Abstract: Image paragraph captioning aims to describe given images by generating natural paragraphs. Unfortunately, the paragraphs generated by existing methods typically suffer from poor coherence since the visual information is inevitably lost after the pooling operation, which maps numerous visual features to only one global vector. On the other hand, the pooled vectors make it harder for the language models to interact with details in images, leading to generic or even wrong descriptions of visual details. In this paper, we propose a simple yet effective module called Visual Information Enhancement Module (VIEM) to prevent the visual information loss in visual features pooling.
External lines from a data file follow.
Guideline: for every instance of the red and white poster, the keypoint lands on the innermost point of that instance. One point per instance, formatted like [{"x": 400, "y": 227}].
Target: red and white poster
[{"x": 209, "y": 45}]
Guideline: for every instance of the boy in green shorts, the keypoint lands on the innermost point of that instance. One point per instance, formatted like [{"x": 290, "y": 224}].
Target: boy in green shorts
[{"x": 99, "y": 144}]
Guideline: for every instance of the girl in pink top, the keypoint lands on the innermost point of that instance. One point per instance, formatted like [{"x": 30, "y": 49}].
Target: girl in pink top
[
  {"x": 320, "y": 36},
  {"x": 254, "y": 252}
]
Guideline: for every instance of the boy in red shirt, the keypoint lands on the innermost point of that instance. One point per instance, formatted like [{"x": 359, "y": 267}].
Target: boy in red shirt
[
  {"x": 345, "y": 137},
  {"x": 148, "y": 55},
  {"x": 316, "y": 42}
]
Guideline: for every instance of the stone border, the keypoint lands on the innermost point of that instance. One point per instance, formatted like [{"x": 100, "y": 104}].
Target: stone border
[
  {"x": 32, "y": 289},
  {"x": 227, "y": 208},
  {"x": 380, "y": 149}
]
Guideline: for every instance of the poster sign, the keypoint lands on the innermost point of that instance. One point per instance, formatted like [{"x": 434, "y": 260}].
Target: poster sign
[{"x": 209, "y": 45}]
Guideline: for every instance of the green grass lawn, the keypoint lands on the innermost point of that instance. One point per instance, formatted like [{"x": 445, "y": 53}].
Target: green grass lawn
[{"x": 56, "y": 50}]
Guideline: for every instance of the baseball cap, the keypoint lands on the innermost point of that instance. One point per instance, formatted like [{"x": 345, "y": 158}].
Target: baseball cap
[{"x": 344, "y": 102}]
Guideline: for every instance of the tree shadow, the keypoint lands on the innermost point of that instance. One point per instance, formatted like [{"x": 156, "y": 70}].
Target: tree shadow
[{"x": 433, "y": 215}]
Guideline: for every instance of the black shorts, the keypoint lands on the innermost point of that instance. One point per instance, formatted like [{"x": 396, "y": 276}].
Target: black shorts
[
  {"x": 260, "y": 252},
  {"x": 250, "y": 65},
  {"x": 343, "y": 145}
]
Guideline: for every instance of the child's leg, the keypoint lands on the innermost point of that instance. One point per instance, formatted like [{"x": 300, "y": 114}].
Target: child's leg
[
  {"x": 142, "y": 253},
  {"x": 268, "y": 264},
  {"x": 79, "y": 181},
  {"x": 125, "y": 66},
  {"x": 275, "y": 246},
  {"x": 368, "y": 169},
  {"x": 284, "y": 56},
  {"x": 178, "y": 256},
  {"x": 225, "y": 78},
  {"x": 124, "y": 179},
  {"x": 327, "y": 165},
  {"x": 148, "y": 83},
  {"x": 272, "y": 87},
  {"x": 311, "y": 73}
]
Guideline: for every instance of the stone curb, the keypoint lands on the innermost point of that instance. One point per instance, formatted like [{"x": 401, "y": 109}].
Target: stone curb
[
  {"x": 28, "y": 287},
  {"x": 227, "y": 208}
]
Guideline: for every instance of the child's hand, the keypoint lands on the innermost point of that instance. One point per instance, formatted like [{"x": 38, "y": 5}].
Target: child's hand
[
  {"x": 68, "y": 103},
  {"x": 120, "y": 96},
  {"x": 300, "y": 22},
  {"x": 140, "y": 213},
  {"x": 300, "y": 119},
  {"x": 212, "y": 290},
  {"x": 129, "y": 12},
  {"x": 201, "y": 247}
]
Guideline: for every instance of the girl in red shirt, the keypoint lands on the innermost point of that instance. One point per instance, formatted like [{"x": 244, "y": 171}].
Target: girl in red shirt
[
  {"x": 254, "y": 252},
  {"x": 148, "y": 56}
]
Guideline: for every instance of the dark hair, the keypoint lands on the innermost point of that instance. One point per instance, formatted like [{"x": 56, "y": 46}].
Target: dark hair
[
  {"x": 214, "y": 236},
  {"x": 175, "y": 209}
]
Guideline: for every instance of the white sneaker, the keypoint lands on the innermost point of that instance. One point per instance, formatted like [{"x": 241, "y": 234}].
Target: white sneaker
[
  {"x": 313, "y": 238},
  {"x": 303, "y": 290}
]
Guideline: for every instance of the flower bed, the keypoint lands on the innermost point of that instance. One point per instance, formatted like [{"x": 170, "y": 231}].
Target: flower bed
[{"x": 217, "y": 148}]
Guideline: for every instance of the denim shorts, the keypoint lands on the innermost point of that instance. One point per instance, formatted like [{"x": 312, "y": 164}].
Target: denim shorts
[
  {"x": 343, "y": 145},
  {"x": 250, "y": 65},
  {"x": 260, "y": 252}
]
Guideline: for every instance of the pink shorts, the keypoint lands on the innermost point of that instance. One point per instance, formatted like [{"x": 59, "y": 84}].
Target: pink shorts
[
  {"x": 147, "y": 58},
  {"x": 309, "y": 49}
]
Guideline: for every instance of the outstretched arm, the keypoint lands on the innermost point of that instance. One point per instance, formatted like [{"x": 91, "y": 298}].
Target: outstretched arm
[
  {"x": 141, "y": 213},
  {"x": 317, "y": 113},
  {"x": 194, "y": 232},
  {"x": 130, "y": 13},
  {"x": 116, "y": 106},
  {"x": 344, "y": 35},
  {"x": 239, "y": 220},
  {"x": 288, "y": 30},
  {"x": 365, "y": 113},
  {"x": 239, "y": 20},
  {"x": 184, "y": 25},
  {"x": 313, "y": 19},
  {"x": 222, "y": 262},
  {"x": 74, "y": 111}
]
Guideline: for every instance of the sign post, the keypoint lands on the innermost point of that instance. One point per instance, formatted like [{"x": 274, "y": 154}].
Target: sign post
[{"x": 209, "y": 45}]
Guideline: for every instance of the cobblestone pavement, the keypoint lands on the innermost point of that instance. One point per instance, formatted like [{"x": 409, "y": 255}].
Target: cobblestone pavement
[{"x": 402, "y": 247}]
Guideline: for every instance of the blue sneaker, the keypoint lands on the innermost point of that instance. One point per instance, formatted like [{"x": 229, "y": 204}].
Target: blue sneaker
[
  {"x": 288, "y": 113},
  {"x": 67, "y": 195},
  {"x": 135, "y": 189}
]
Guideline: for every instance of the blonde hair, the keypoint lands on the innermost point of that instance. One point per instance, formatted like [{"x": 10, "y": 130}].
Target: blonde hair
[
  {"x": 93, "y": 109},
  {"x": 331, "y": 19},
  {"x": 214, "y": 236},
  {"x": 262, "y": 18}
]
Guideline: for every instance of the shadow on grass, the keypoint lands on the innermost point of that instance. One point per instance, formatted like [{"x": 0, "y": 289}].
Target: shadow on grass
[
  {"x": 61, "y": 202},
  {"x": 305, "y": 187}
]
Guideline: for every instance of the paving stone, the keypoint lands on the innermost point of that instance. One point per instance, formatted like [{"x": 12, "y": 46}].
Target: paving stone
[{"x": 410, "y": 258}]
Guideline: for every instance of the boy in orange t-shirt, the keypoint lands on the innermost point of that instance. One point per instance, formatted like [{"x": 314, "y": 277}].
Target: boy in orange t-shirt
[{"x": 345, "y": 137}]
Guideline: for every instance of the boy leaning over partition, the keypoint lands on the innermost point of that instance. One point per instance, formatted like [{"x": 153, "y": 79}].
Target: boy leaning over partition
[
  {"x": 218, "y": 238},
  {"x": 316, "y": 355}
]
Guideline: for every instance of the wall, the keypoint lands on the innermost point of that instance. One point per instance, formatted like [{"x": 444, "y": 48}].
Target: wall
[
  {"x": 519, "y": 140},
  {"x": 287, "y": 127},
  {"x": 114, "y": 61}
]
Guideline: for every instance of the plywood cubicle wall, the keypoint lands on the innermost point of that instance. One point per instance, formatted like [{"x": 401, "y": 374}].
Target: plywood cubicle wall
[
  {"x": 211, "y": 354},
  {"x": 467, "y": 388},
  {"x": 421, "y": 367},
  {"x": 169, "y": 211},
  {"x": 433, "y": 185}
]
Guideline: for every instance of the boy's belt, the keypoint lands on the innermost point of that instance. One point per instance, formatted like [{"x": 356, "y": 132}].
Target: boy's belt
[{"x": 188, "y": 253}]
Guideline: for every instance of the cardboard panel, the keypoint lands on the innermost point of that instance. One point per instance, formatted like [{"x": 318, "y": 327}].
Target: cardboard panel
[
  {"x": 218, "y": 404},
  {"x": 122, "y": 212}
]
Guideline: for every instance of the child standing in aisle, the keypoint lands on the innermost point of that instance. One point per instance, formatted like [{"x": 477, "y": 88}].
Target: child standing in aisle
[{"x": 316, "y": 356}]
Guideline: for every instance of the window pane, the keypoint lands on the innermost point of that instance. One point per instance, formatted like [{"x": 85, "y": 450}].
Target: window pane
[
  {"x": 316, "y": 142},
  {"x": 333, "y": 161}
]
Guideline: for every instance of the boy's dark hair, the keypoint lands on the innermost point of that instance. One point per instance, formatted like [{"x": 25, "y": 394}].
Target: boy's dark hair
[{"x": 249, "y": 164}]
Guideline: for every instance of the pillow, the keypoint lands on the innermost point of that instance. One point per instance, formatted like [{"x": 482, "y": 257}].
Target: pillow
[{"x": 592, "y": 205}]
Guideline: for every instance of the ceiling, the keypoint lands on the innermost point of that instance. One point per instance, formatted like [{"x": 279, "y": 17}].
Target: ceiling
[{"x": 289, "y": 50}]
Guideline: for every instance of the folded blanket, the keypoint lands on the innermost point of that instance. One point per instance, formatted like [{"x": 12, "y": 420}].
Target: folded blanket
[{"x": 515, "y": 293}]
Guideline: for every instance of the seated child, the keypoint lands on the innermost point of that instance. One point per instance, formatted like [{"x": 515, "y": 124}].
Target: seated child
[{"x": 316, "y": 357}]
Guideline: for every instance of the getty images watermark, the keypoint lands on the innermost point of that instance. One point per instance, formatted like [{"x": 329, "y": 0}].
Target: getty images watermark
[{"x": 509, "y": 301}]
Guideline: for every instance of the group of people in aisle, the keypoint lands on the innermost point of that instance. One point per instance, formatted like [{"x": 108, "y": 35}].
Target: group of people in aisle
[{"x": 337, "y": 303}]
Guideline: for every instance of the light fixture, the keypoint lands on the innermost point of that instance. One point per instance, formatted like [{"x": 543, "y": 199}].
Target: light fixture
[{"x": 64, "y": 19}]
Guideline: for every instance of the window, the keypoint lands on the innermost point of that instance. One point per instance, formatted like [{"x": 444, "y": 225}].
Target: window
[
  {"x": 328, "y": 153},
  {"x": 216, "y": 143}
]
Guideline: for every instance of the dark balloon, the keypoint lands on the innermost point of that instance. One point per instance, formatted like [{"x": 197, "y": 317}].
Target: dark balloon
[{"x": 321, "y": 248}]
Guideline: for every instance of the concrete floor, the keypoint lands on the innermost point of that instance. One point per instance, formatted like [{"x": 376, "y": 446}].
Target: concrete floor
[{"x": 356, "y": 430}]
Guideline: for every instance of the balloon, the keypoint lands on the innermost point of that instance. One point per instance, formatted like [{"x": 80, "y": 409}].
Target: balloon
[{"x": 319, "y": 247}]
Meanwhile, to model the inter-sentence dependency, a fusion gate mechanism, which makes the most of the nonpooled features by fusing visual vectors with textual information, is introduced into the language model to furthermore improve the paragraph coherence. In experiments, the visual information loss is quantitatively measured through a mutual information based method. Surprisingly, the results indicates that such loss in VIEM is only approximately 50% of that in pooling, effectively demonstrating the efficacy of VIEM. Moreover, extensive experiments on Stanford image-paragraph dataset show that the proposed method achieves promising performance compared with existing methods1.